Attention Modules – Results
Wow! The HPC (High Performance Computer) on UNT’s campus has been in high demand, so one of my models was waiting in a queue for 6 days, 10 hours, and 37 minutes! I still have models that are pending, but a week after starting this crazy ride with Attention Modules, enough of the models we have made have finished training, so we can finally discuss some results!
For a more complete discussion of what all these different networks are, see last week’s post concerning Attention Modules in Deep Neural Networks.
First off, the networks that we will discuss today include the plain ResNet50 (from weeks ago), A ResNet50 with Bottleneck Attention Modules from Park et. al., Xu Ma’s SResNet50, as well as two modifications I made to Xu’s network that I (fittingly) call SResNet50 With Skips and SResNet50 With Dilation.
Without further ado, let’s see how the testing accuracy looks over the course of training!
As clear from the graphs (especially Figure 2), SResNet50 and ResNet50 with BAM perform marginally better than the plain ResNet50 (in black) in our training set up. The two other networks (SResNet50 With Skips and SResNet50 With Dilation), however, both show a distinct improvement.
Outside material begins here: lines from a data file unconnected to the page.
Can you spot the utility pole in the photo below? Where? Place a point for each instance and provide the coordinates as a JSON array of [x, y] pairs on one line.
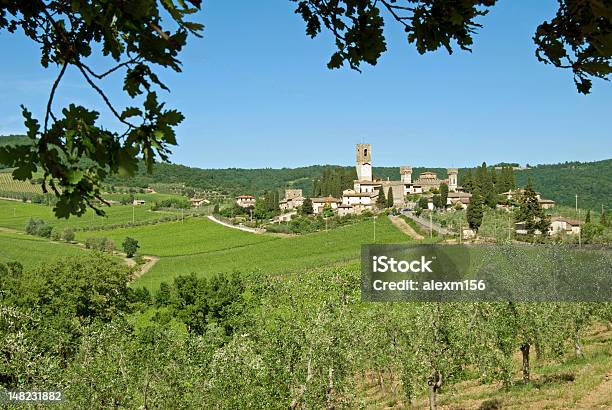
[[576, 204], [374, 228]]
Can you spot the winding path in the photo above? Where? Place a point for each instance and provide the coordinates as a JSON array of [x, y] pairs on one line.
[[425, 224], [242, 228]]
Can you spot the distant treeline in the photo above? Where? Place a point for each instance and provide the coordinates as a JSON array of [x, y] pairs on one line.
[[591, 181]]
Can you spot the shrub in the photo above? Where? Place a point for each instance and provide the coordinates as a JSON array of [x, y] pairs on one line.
[[130, 246]]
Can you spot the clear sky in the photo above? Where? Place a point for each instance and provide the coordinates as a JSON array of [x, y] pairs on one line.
[[256, 93]]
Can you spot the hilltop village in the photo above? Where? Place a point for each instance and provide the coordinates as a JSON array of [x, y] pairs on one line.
[[366, 190], [410, 196]]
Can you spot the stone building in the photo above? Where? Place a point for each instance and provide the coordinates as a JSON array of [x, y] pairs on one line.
[[293, 198], [245, 201], [319, 203]]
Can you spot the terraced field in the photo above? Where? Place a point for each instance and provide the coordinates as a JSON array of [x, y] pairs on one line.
[[8, 184], [204, 247], [15, 215], [31, 251]]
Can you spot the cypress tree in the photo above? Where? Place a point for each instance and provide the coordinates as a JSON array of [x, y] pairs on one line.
[[474, 210], [307, 207], [381, 201], [467, 182], [443, 194], [531, 212]]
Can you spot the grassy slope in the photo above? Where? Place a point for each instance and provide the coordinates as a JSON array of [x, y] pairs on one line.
[[201, 246], [30, 250], [549, 389], [15, 215]]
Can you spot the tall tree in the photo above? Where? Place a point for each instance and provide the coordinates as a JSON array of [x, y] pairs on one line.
[[73, 151], [444, 194], [390, 203], [381, 201], [530, 211], [474, 210], [467, 181], [577, 38]]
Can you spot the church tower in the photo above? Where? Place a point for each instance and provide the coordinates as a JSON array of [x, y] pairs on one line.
[[364, 162], [452, 179]]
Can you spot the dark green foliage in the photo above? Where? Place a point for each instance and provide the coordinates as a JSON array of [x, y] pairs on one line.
[[577, 38], [130, 246], [84, 152], [467, 181], [558, 182], [200, 302], [381, 201], [176, 203], [437, 201], [423, 203], [592, 181], [530, 211], [443, 194], [68, 235], [474, 212]]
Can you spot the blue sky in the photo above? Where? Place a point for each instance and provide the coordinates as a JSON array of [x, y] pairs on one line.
[[256, 93]]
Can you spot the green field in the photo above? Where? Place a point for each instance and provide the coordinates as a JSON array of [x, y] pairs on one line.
[[15, 215], [204, 247], [31, 251]]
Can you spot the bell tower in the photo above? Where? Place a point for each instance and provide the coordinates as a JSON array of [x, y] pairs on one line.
[[452, 179], [364, 162]]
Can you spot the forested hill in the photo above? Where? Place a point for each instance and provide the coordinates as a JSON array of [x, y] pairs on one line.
[[592, 181]]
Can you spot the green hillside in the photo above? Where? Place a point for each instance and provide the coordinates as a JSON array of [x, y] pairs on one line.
[[592, 181], [205, 247]]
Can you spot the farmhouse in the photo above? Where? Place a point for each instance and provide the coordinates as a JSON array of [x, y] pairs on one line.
[[245, 201], [458, 198], [319, 203], [559, 224], [198, 202], [366, 188], [293, 198]]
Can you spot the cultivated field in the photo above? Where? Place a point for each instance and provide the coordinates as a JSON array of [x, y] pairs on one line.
[[15, 215], [204, 247], [31, 251]]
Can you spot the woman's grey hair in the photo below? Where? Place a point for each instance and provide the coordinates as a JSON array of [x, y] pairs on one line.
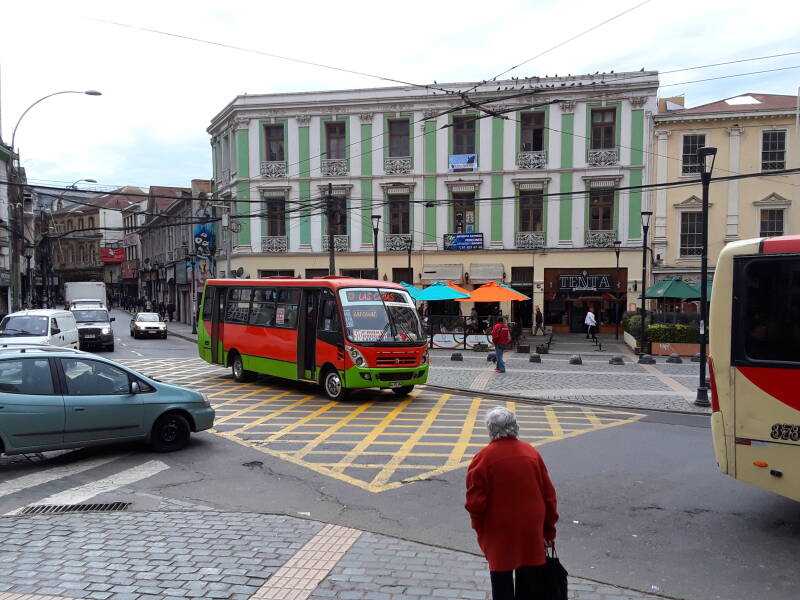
[[501, 423]]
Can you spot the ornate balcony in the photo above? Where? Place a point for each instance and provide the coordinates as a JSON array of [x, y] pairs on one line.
[[273, 168], [398, 165], [532, 160], [335, 167], [396, 242], [530, 240], [341, 243], [601, 238], [605, 157], [274, 243]]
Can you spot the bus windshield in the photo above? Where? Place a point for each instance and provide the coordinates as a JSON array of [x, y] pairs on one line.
[[380, 315]]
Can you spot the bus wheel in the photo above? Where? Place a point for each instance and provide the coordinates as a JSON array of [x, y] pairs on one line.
[[403, 391], [239, 372], [332, 385]]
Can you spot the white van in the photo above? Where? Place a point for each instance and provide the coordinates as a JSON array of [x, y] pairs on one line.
[[41, 326]]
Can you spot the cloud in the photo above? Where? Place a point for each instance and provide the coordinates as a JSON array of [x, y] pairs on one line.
[[160, 92]]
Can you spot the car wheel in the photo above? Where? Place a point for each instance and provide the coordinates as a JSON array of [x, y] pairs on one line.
[[170, 432], [403, 391], [333, 386], [239, 373]]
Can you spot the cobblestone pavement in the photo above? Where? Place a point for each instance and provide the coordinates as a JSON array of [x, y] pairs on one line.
[[234, 556], [662, 386]]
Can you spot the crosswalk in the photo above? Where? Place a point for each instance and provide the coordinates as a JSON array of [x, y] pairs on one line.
[[107, 477]]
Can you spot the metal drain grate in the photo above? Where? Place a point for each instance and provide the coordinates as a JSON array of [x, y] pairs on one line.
[[49, 509]]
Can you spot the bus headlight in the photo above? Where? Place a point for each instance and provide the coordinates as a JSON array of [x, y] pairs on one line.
[[356, 356]]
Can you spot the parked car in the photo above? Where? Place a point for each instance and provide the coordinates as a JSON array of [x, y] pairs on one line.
[[57, 398], [94, 327], [148, 325], [40, 326]]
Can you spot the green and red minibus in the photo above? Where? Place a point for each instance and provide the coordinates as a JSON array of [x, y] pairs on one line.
[[340, 332]]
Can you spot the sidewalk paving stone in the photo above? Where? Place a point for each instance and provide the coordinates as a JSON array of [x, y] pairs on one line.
[[374, 566]]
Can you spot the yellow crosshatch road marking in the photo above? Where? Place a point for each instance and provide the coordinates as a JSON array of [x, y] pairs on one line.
[[377, 441]]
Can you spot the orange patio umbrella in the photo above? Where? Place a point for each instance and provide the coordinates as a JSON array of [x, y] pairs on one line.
[[493, 292]]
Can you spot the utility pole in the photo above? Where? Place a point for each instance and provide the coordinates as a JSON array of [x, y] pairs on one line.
[[329, 216]]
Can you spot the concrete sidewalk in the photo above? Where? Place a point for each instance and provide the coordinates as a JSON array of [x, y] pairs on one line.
[[235, 556]]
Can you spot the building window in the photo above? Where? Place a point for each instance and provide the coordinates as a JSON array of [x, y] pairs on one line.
[[603, 124], [771, 222], [273, 142], [601, 210], [464, 135], [398, 138], [773, 150], [691, 143], [532, 132], [464, 212], [691, 233], [335, 136], [530, 211], [275, 216], [339, 216], [399, 214]]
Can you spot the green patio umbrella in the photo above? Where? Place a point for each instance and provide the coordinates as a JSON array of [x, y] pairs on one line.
[[674, 289]]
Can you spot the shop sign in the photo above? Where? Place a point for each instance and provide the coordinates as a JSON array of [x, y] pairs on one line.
[[463, 241], [112, 254], [584, 282], [462, 163]]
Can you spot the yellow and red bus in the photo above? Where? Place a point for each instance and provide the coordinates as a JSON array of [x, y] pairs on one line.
[[755, 363], [339, 332]]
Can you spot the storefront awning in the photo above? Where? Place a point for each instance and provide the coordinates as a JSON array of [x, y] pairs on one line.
[[443, 273], [485, 272]]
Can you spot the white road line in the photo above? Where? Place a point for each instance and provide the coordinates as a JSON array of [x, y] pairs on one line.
[[101, 486], [28, 481]]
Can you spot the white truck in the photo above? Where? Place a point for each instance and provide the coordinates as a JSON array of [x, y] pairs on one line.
[[90, 293]]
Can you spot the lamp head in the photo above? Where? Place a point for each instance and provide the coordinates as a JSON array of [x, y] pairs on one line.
[[706, 156]]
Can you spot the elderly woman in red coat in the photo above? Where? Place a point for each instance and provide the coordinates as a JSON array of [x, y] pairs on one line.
[[513, 508]]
The network with skip connections in its attention module even approaches 78.1% accuracy during some epochs.
While these results are not state of the art–they’re peanuts compared to EfficientNet’s supposed 91.7% accuracy on CIFAR100–they are a noticeable improvement over a regular ResNet50, which leads one to believe that using these forms of attention module on a more accurate base model might provide substantial benefit.